Here is our solution:
Public Enum RoundingDirection
Nearest
Up
Down
End Enum
Public Shared Function GetRoundedNumber(ByVal number As Decimal, ByVal multiplier As Decimal, ByVal direction As RoundingDirection) As Decimal
Dim nearestValue As Decimal = (CInt(number / multiplier) * multiplier)
Select Case direction
Case RoundingDirection.Nearest
Return nearestValue
Case RoundingDirection.Up
If nearestValue >= number Then
Return nearestValue
Else
Return nearestValue + multiplier
End If
Case RoundingDirection.Down
If nearestValue <= number Then
Return nearestValue
Else
Return nearestValue - multiplier
End If
End Select
End Function
Usage:
dim decTotal as Decimal = GetRoundedNumber(CDec(499), CDec(0.05), RoundingDirection.Up)
Simply ROUND(x/5)*5 should do the job.
I cannot add comment so I will use this
in a vbs run that and have fun figuring out why the 2 give a result of 2
you can't trust round
msgbox round(1.5) 'result to 2
msgbox round(2.5) 'yes, result to 2 too
something like that?
'nearest
n = 5
'n = 10
'value
v = 496
'v = 499
'v = 2348
'v = 7343
'mod
m = (v \ n) * n
'diff between mod and the val
i = v-m
if i >= (n/2) then
msgbox m+n
else
msgbox m
end if
Try this function
--------------start----------------
Function Round_Up(ByVal d As Double) As Integer
Dim result As Integer
result = Math.Round(d)
If result >= d Then
Round_Up = result
Else
Round_Up = result + 1
End If
End Function
-------------end ------------
I slightly updated the function provided by the "community wiki" (the best answer), just to round to the nearest 5 (or anything you like), with this exception : the rounded number will NEVER be superior to the original number.
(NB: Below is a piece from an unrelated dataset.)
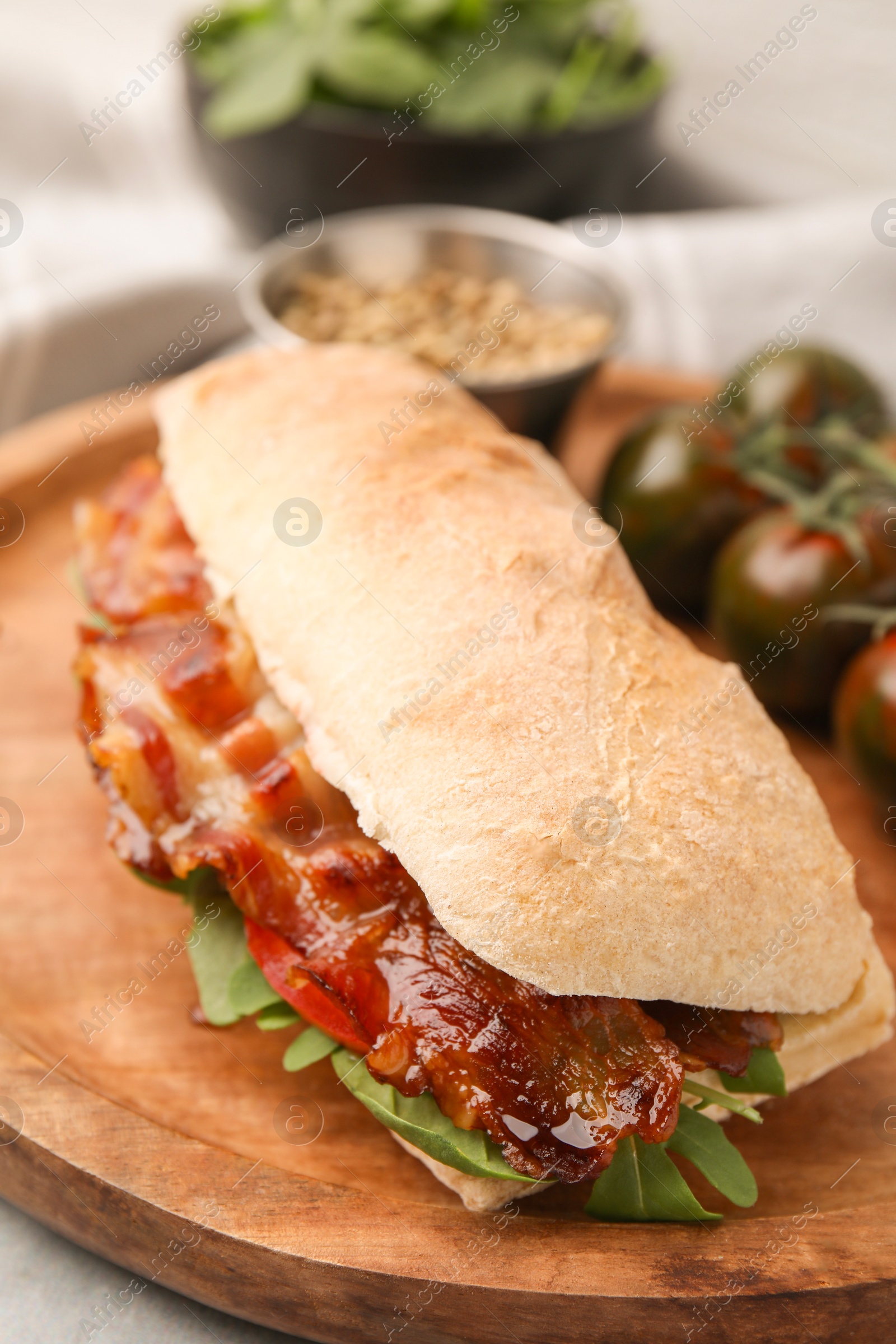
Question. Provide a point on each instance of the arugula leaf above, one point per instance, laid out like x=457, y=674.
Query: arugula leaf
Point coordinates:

This is useful in cases when it is needed to say that "a company is alive for 47 years" : I want the web page to display "is alive for more than 45 years", while avoiding lying in stating "is alive for more than 50 years".
So when you feed this function with 47, it will not return 50, but will return 45 instead.
'Rounds a number to the nearest unit, never exceeding the actual value
function RoundToNearestOrBelow(num, r)
'#param num Long/Integer/Double The number to be rounded
'#param r Long The rounding value
'#return OUT Long The rounded value
'Example usage :
' Round 47 to the nearest 5 : it will return 45
' Response.Write RoundToNearestBelow(47, 5)
Dim OUT : OUT = num
Dim rounded : rounded = Round((((num)) / r), 0) * r
if (rounded =< num) then
OUT = rounded
else
OUT = rounded - r
end if
'Return
RoundToNearestOrBelow = OUT
end function 'RoundToNearestOrBelow
To mimic in Visual Basic the way the round function works in Excel, you just have to use:
WorksheetFunction.Round(number, decimals)
This way the banking or accounting rounding don't do the rounding.